Somehow or another, when Rasputin came he seemed to halt the young Tsarevich’s bleeding. The Tsarina, who had become increasingly distraught, now felt strongly attached to Rasputin, an in the absence of her husband she consulted the monk more and more for help running the government. Rasputin’s influence was poisonous and widely detested throughout Russian society. Rasputin constantly influenced Alexandra to clamp down on any governmental reform that would loosen Russia’s autocracy, and under his influence the Russian Duma went through a revolving-door of Prime Ministers. Liberals blamed Rasputin for letting the Tsar keep up his disastrous policies, and monarchists worried that he would destroy the royal family. What shocked Russians the most was the rumors that spread widely naming Rasputin and the Tsarina as illicit lovers.
Determined that Rasputin must die, a group of nobles invited him to Prince Yusopov’s palace on the night of December 30, 1916. Yusopov was the Tsar’s nieces’ husband, and while he made conversation with Rasputin he slipped cyanide into the mystic’s wine. Amazingly, it seemed to have no effect. Yusopov, unbelieving, took a revolver and shot Rasputin in the chest. When a doctor came, the monk woke up and hobbled up the stairs, leaving through a window into a courtyard. The nobles pursued and one of them, a right-wing politician named Vladimir Purishkevich, put a bullet through his spine.

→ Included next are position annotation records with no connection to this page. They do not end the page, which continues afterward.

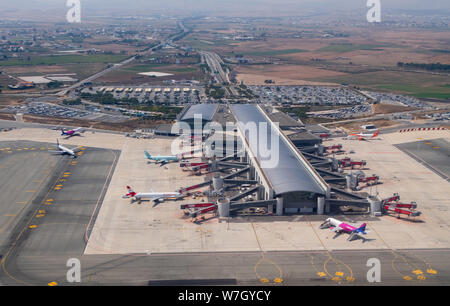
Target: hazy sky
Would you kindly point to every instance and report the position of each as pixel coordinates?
(225, 7)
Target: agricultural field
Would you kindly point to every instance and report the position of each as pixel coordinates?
(63, 59)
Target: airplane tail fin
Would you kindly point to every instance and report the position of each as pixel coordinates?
(362, 228)
(130, 193)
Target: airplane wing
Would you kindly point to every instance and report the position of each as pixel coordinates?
(337, 235)
(76, 150)
(336, 229)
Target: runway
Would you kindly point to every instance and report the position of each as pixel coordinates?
(434, 154)
(55, 224)
(58, 217)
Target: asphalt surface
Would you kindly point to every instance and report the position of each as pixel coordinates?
(57, 218)
(54, 226)
(434, 154)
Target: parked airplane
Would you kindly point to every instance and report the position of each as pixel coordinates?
(338, 227)
(71, 133)
(362, 136)
(64, 151)
(161, 159)
(153, 196)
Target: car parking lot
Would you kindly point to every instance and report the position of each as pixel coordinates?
(313, 95)
(398, 99)
(342, 113)
(54, 110)
(158, 95)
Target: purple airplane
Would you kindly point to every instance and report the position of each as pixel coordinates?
(71, 133)
(339, 227)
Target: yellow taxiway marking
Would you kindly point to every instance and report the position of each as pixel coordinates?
(417, 272)
(278, 280)
(431, 271)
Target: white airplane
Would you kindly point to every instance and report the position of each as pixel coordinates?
(362, 136)
(339, 227)
(71, 133)
(65, 151)
(152, 196)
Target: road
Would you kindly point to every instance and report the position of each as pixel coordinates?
(119, 65)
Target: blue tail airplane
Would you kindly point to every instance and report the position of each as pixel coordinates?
(161, 159)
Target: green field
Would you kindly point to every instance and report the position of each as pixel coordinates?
(63, 59)
(351, 47)
(145, 68)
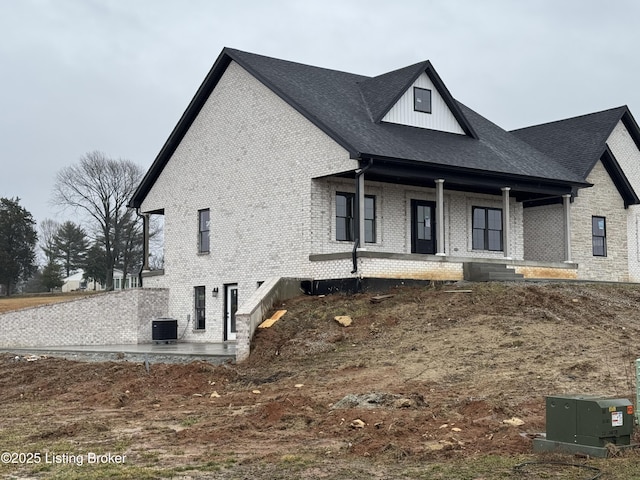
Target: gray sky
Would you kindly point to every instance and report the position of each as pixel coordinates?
(115, 75)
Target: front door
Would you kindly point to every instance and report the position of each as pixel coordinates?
(423, 227)
(230, 308)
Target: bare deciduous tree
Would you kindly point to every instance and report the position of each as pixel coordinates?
(101, 187)
(48, 230)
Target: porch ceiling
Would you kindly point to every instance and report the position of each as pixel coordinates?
(523, 189)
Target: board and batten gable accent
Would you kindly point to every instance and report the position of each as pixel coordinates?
(440, 118)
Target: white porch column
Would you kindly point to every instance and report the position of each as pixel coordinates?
(440, 217)
(361, 210)
(566, 202)
(506, 231)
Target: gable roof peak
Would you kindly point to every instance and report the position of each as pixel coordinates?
(382, 92)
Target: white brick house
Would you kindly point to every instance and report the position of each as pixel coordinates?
(283, 169)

The killers dumped the body into Petrograd’s icy river, but they covered their tracks poorly. The police soon discovered the body (allegedly, Rasputin was only died after drowning and freezing in the river), and the Tsar knew who to blame. The Empress ordered an investigation and arrested Yusopov and his accomplices. They went to house arrest or exile believing they had done enough to save the Russian royal family – little could they foresee that Russia would be consumed by revolution two months later.